John was the one who had hung the calendar with photos of the Pacific Northwest on the wall, the one who’d kept their spirits up, counting down the days until their deployment ended, crunching the numbers in countless different ways. Three months is ninety-one days. Less than a dollar in pennies. Less than eight dozen eggs for the son of a chicken farmer like Emjay.

Spinelli rolls up one pant leg and lifts a fat bandage to press at a raw cut underneath.

“You get that sewn up?” Doc asks.

“Noah gave me two stitches,” he says flatly. When Spinelli fell outside the building and sliced into his knee, he’d been sure it was a serious injury. “Look at all that blood,” Spinelli had said, awed by his gruesome knee. “You’ll probably have to medevac me to Germany.”

“I don’t think so,” Noah answered solemnly as he pressed gauze to the wound. “See? It’s deep enough for stitches, but no tendon damage. I can sew you up right here, if you want.”

Chenowith tipped his head to the side, obviously put out by Spinelli’s latest injury. “All right, okay. We’ll pull you two from the operation.”

Which left Doc partnering with Hilliard, who couldn’t tell his ass from his elbow under the best of circumstances.

Now Emjay bites into the licorice strand and wonders what it all adds up to. It must be the eighth time he’s gone through the details of this day, but he can’t seem to piece it together.

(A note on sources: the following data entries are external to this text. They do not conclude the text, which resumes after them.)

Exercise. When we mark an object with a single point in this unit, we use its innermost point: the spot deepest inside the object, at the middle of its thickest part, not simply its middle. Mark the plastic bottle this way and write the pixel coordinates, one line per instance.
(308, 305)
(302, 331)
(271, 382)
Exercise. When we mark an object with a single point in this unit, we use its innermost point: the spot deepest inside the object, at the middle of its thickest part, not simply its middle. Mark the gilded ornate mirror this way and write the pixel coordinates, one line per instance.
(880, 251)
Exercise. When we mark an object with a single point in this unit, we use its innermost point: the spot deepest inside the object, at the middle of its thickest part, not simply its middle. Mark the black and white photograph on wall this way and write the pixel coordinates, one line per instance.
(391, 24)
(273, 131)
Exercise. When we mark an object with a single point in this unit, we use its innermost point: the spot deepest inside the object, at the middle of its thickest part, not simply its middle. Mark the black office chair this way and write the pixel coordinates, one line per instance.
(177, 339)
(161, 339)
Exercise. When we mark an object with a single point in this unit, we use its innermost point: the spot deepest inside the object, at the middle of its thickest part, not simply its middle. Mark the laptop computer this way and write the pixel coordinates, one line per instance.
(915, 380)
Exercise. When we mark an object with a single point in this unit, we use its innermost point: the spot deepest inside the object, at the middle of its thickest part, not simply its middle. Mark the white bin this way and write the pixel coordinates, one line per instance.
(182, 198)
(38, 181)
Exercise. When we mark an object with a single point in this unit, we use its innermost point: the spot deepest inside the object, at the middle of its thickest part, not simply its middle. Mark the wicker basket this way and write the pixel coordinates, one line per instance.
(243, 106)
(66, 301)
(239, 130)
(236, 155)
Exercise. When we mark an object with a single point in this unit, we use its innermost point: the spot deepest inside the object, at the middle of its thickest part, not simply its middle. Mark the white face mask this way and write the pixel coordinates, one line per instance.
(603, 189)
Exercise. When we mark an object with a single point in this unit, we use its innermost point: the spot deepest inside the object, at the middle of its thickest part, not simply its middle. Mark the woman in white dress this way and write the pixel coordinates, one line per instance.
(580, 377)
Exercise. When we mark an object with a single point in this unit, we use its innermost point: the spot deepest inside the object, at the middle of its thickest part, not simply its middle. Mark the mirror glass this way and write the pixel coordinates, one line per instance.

“I’d love to take down the bastard that got John,” Gunnar says, extending one arm and pretending to stare through the scope of a rifle. “I wish they’d let me go out of the wire and track him down. I would.”

“Who the hell did fire at him?” Hilliard asks, his jaw working on a handful of nuts. “Did anybody ever find the sniper?”

“Hell, no.” Lassiter reaches toward Hilliard and grabs some macadamia nuts for himself. “Alpha Company searched the perimeters after it happened, never located the insurgent. But let me ask you, Hilliard, did you see us nabbing the sniper? Where the hell were you, anyway?”

“I guarded the door, like Doc told me to do,” Hilliard says defensively. “You know I don’t want to be doing that crap.”

“Yeah, we know, Hillbilly,” Lassiter says. The platoon is well aware of Hilliard’s reticence to do the patrols.

Hilliard stops chewing. “You gotta wonder, what the hell were we doing in that warehouse in the first place?”

“The mission objective was to detain suspected insurgents and search for rocket-propelled grenades,” Doc says succinctly. Sometimes he acts as if he’s keeping everyone in line, though Emjay thinks it’s mostly an act. Without rank, nobody gives a shit.

“Anybody find RPGs?” Gunnar asks.

Lassiter shakes his head. “Chenowith said there were reports of insurgents taking back some buildings in the warehouse district.” He wipes his palms against each other, brushing off salt. “I’d love to know how we got that intelligence. From the goddamned sniper, probably. And some officer believed it, some boss with his head up his ass.”

For once, Emjay suspects Lassiter’s got something right.